I have been away for a while and I am missing parse. I was wondering if you know of any similar parsers in other languages like Python or R?
When most languages phrase this kind of functionality they do it under the name "parser combinators".
"Parsec" is one of the early ones in Haskell, and someone made a Python variant
Usage example:
If I'm not mistaken, Perl and Java have something not far off from Rebol's grammar-based parsing. Not likely as commonly used as regular expressions, however. I'd wager that Javascript has a library for parsing grammars too.
Should probably mention clojure spec has combinators for validation rules and conform
as a not-so-well documented protocol for making productions based on those rules. There's some very simple productions for doing things like parsing argument lists and other sequential messages. You can get pretty fancy with it if you know what you're doing, but it probably could use some more inspiration from PARSE
.
I like Clojure on paper (and am incredibly tempted at times to add persistent vector, though I keep trying to think of it as "if you lived in a world where FP was what has always been, mutable state without having to name each alteration would be a Eureka moment").
But whenever I read Clojure, I always get to "that's some illegible stuff right there".
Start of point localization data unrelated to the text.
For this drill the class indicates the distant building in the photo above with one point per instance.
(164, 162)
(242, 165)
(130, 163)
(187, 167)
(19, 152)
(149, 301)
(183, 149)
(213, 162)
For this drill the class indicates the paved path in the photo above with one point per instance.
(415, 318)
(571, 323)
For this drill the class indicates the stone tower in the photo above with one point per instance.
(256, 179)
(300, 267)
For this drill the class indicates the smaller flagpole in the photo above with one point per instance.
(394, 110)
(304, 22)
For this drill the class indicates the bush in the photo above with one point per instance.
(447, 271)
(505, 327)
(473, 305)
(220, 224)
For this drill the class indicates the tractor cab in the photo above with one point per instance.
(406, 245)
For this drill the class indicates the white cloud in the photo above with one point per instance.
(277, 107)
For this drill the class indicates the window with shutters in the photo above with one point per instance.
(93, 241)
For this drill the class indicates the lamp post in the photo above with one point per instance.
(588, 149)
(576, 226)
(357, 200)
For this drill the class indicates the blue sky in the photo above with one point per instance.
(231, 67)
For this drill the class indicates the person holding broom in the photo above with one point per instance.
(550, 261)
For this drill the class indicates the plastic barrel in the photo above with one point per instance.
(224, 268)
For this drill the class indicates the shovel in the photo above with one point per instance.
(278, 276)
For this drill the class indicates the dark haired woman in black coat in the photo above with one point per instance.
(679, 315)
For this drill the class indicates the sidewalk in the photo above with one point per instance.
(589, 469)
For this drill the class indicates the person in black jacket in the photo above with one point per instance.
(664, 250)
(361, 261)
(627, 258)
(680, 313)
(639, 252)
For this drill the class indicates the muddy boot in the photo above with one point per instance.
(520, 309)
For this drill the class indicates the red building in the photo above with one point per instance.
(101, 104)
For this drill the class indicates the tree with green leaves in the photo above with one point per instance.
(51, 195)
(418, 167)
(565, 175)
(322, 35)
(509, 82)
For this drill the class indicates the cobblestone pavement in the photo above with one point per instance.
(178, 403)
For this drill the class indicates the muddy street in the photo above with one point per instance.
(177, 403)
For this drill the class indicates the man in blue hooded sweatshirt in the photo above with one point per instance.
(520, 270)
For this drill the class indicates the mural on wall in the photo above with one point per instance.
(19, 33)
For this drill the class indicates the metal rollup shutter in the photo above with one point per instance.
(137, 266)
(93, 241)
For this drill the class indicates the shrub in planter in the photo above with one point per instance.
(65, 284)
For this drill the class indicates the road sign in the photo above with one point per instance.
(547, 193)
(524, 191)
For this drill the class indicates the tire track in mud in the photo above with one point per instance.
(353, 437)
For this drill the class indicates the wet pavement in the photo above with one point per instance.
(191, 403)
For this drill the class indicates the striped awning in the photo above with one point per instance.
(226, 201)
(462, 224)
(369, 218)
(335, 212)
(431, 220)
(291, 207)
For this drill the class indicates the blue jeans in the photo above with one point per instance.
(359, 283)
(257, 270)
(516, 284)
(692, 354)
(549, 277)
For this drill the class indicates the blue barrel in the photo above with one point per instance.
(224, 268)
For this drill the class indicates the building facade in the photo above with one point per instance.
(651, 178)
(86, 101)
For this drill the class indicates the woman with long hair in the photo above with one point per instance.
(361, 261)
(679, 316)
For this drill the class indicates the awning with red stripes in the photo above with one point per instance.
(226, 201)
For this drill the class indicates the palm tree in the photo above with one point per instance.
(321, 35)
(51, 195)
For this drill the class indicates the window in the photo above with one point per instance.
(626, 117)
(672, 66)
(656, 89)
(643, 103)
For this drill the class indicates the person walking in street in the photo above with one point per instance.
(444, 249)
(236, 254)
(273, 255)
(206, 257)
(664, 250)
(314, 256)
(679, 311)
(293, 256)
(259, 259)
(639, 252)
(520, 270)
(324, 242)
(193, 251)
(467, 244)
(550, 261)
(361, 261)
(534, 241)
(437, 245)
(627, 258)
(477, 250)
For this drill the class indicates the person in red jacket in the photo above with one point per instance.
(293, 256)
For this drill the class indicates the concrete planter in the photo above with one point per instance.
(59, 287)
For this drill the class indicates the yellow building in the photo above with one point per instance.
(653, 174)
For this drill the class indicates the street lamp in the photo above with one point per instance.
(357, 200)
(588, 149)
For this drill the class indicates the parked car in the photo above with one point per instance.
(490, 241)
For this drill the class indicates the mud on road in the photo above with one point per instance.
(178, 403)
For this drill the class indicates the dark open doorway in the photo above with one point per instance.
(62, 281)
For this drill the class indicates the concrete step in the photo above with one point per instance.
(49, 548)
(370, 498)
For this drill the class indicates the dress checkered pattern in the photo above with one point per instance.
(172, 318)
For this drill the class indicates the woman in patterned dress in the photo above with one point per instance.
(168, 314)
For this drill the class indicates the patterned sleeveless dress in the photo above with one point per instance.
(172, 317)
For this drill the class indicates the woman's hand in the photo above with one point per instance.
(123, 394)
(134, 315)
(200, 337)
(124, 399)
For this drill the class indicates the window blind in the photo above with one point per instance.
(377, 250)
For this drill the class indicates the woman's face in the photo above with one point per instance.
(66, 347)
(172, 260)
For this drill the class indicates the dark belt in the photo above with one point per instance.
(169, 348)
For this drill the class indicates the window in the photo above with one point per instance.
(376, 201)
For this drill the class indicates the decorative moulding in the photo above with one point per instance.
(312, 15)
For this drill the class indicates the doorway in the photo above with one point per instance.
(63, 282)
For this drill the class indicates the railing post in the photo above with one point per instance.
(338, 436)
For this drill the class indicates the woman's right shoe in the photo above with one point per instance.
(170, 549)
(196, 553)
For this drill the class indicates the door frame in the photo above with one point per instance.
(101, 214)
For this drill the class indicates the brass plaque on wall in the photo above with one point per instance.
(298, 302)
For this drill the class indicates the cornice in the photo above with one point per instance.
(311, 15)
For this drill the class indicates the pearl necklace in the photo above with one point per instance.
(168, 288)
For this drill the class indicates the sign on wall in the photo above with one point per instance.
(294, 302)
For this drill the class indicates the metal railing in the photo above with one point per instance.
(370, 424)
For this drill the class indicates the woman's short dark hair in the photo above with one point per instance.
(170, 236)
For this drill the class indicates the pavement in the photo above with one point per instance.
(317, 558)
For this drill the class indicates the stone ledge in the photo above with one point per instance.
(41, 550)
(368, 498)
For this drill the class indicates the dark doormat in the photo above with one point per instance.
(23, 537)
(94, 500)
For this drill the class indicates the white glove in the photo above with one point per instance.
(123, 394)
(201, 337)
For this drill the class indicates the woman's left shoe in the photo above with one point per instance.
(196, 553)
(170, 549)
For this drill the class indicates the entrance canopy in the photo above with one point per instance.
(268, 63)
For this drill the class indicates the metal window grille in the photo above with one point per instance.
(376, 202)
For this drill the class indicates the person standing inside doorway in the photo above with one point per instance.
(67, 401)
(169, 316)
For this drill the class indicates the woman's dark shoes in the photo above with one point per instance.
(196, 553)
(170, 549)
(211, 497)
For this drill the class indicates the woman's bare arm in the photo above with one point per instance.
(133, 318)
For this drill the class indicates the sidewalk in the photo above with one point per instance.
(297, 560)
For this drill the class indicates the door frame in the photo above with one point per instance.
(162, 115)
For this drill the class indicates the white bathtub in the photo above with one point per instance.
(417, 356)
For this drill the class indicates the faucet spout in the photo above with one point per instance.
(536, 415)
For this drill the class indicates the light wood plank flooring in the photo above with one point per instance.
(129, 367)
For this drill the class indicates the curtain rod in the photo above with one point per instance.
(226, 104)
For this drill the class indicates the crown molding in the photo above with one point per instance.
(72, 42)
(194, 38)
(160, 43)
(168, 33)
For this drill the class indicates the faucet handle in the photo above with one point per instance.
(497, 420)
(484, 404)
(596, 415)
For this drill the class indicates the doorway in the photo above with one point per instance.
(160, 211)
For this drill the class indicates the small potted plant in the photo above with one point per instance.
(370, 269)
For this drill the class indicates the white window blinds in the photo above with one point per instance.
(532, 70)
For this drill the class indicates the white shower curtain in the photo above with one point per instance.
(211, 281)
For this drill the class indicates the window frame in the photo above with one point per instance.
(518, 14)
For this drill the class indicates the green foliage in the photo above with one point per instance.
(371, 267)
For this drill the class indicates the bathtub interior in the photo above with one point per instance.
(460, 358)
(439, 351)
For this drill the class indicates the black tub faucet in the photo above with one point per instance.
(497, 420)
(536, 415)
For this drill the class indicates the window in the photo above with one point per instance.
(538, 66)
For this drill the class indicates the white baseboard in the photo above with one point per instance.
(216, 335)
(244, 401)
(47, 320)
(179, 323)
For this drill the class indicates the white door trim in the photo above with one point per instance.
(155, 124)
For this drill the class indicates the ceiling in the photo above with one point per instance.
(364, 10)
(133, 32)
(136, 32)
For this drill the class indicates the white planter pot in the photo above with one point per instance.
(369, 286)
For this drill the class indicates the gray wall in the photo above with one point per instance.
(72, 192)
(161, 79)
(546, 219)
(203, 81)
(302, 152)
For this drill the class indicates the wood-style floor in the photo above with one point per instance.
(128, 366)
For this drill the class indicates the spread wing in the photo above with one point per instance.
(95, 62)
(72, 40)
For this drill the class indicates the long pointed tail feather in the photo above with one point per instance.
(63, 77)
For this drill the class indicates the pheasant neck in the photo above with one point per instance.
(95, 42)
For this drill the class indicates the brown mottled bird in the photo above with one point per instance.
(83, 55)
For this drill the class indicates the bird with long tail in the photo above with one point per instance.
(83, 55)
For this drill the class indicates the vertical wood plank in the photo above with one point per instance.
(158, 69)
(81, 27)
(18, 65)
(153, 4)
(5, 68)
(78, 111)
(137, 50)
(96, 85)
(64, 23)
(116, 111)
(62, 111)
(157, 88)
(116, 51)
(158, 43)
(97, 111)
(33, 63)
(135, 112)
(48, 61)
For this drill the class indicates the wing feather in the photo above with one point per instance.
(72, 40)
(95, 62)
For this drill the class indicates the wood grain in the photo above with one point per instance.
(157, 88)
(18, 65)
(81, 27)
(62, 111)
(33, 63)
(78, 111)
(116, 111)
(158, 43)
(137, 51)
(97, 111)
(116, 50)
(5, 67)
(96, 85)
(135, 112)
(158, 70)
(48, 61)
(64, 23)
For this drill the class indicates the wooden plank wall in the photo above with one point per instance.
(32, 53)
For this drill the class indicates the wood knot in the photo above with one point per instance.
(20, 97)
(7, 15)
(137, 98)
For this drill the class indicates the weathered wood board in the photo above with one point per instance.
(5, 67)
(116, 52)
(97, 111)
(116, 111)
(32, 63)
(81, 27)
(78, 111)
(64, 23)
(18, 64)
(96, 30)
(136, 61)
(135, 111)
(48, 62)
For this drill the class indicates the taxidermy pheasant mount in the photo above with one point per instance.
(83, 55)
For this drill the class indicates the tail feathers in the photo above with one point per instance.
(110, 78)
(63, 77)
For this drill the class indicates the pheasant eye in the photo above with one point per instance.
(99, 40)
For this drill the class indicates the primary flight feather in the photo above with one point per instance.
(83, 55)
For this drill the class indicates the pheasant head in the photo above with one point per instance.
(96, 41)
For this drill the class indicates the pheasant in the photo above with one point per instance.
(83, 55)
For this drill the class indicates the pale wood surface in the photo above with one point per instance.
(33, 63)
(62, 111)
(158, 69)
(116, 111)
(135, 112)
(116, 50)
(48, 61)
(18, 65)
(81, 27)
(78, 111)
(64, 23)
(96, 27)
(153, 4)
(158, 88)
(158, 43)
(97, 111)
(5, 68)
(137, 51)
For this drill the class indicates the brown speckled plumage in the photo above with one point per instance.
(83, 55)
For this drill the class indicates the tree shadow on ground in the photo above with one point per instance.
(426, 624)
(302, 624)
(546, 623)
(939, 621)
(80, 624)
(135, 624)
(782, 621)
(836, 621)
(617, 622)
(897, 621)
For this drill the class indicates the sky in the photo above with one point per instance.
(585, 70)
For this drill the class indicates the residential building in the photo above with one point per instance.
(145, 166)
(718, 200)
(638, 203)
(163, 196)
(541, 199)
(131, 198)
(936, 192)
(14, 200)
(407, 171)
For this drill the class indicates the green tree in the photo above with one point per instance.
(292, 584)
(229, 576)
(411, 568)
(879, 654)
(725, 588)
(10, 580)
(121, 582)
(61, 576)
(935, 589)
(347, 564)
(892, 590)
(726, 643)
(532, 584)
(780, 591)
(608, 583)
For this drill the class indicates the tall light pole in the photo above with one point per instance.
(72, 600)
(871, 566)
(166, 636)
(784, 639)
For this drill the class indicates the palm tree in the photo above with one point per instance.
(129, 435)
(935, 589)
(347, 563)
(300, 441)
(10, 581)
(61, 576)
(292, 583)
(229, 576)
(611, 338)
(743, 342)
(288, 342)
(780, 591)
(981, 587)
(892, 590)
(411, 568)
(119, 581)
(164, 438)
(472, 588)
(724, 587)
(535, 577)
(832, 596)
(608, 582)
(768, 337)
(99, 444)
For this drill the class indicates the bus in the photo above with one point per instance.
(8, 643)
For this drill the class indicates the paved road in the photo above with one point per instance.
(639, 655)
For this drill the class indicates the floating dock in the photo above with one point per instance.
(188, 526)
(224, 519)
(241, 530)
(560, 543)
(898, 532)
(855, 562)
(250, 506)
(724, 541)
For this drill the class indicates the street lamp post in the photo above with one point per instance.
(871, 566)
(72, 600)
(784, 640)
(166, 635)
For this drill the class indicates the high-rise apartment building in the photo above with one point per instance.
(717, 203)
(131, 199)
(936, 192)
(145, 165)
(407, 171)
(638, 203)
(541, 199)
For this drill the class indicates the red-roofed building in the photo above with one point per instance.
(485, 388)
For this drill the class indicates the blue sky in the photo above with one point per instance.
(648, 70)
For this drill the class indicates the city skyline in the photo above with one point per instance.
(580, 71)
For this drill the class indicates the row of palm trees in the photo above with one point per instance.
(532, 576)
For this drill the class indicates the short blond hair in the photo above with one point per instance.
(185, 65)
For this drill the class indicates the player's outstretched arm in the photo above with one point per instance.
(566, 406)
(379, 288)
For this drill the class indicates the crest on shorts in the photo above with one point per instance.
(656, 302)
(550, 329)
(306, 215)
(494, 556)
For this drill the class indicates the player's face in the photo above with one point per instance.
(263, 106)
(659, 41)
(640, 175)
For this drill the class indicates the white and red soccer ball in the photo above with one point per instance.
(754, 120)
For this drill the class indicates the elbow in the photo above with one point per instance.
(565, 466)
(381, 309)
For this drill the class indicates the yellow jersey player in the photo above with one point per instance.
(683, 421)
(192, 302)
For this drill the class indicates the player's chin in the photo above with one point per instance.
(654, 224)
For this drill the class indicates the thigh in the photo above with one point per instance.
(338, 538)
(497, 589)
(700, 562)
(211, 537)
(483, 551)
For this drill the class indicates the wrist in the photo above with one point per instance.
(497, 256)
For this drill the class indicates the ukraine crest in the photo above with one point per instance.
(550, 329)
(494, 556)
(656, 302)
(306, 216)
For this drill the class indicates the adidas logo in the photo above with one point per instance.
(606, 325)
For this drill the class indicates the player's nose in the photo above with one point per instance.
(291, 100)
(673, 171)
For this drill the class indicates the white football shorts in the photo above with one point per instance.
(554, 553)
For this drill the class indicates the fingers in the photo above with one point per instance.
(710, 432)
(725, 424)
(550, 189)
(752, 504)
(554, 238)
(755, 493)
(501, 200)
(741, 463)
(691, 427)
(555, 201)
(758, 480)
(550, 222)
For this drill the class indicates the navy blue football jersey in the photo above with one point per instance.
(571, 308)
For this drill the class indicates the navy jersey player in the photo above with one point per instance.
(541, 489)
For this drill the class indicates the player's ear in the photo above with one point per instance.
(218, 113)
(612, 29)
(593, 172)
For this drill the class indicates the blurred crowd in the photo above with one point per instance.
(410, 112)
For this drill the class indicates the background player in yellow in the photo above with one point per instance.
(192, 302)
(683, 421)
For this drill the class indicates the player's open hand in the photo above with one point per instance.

I know we develop our lenses that see past the illegibility and forgive it (I have that blindness with C++, I muck around with it and get to that point of "I can understand it so it must be coherent"... with that awareness I engineered Ren-C's debug build cast operators....whose only redeeming quality for most people is that you can build without that).
Anyway... what PARSE lacks in performance it makes up for in legibility. And maybe there is indeed something we could be giving back to such projects, if I made the time to offer feedback and contribute ideas.
Or given that I'm a burnout, perhaps that could be your job.